Brady Sullivan Properties, which has successfully converted space in other mills across New England, wants to add another 61 apartments to the Jefferson Mill, 670 N. Commercial St. The building already has 34 apartments which hit the market last year.
The units at the Lofts at Jefferson Mill, which feature exposed brick and beams, wooden floors, vaulted ceilings and oversized windows, were filled quickly, said Arthur Sullivan, co-owner of Brady Sullivan.
“We had a little more vacancy coming up and we thought it would make sense to convert those to apartments as well,” Sullivan said. “It is really nothing new for us. Most of the mills that we own throughout New England have a mixed use of commercial and residential.”
The cost of the apartment project is estimated to be about $3.3 million, according to materials submitted to the planning board. The project requires a conditional-use permit from the board.
The plans call for two one-bedroom units, 57 two-bedroom units and two three-bedroom units, which range from 943 square feet to 1,682 square feet. The lofts run $1,660 to $2,145 a month, according to the Brady Sullivan website.
In 2013, the company opened 110 high-end apartments at The Lofts at Mill No. 1 on Bedford Street and the Lofts at Mill West across the Merrimack River near Catholic Medical Center.
Real estate developer Ben Gamache is also converting commercial space at 62 Lowell St. and 540 Chestnut St. — on the other side of Elm Street from the Millyard — into apartments, nine- and 12-units respectively.
The conversion plans were in the works before the pandemic, Sullivan said.
“It is a reflection of where the market is in that there is a tremendous amount of demand for housing options across the board,” said Mike Skelton, president and CEO of the Greater Manchester Chamber of Commerce. “It is positive to see projects like this being proposed because they are going to bring more vibrancy, foot traffic and density to the central business district.”

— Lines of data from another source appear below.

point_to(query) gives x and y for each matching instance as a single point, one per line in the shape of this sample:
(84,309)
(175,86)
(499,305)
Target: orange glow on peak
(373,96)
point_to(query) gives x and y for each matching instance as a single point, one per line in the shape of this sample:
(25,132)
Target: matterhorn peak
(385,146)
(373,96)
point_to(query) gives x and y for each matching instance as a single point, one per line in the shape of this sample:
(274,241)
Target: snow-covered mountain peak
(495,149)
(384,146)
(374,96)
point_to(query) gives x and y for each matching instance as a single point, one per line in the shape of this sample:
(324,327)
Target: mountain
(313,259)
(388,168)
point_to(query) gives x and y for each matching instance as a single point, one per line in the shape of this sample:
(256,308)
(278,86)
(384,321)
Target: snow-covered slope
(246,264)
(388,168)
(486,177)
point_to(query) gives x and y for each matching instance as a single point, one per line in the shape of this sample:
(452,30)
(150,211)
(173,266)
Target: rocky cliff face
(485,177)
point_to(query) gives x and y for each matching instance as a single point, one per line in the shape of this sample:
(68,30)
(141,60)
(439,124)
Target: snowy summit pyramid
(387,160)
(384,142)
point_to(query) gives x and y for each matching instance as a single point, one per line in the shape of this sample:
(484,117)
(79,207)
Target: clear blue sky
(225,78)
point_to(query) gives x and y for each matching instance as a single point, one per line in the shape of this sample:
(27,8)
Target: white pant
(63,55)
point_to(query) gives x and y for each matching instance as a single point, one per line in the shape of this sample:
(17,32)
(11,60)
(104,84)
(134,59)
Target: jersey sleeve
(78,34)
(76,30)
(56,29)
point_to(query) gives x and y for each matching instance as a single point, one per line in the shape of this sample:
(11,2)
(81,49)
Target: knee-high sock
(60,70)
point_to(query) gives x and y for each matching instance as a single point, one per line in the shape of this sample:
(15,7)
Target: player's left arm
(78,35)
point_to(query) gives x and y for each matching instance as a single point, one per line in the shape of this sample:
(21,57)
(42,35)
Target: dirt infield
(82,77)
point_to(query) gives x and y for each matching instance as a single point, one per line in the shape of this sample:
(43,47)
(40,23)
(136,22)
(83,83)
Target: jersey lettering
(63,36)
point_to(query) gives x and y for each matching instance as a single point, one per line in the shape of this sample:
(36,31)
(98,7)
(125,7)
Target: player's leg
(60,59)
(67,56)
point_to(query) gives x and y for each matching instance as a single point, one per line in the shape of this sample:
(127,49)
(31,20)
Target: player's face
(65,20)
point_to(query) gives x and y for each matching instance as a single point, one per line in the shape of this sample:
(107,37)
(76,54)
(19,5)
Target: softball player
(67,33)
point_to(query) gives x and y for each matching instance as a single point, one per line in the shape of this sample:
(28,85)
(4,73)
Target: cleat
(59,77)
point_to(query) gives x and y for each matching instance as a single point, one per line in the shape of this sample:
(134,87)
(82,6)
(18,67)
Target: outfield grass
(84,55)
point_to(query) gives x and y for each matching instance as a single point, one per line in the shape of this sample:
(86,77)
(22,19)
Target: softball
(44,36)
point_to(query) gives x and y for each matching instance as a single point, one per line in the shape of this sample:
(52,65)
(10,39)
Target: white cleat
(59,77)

The growth in housing helps draw people to entertainment venues, shops and restaurants downtown, he said. These sectors will need a lot of support to recover from the impacts of the pandemic, he said.
Southern New Hampshire could benefit from people looking to move, given employees now have more flexibility to work from home, Skelton said.
Keri Laman, owner of Tidewater Catering, operated Bayona Cafe out of the Jefferson Mill before the pandemic forced her to temporarily close. The business relies on foot traffic, mostly from the Millyard’s many businesses.
“We don’t want vacant spaces,” she said, which means the switch to more residential units is good news.
She has seen success from a mix of residents and workers at another one of her restaurants, Unity Cafe, at the Sundial Center off Queen City Avenue.
“There is sort of a new outlook for excitement in Manchester,” she said.
Brady Sullivan expects the apartment project to take about six to seven months to complete.
Tenants will take advantage of the proximity to Elm Street, Sullivan said.
“These are people who enjoy being outside, enjoy walking and being in the central business district,” he said. “It is a lifestyle.”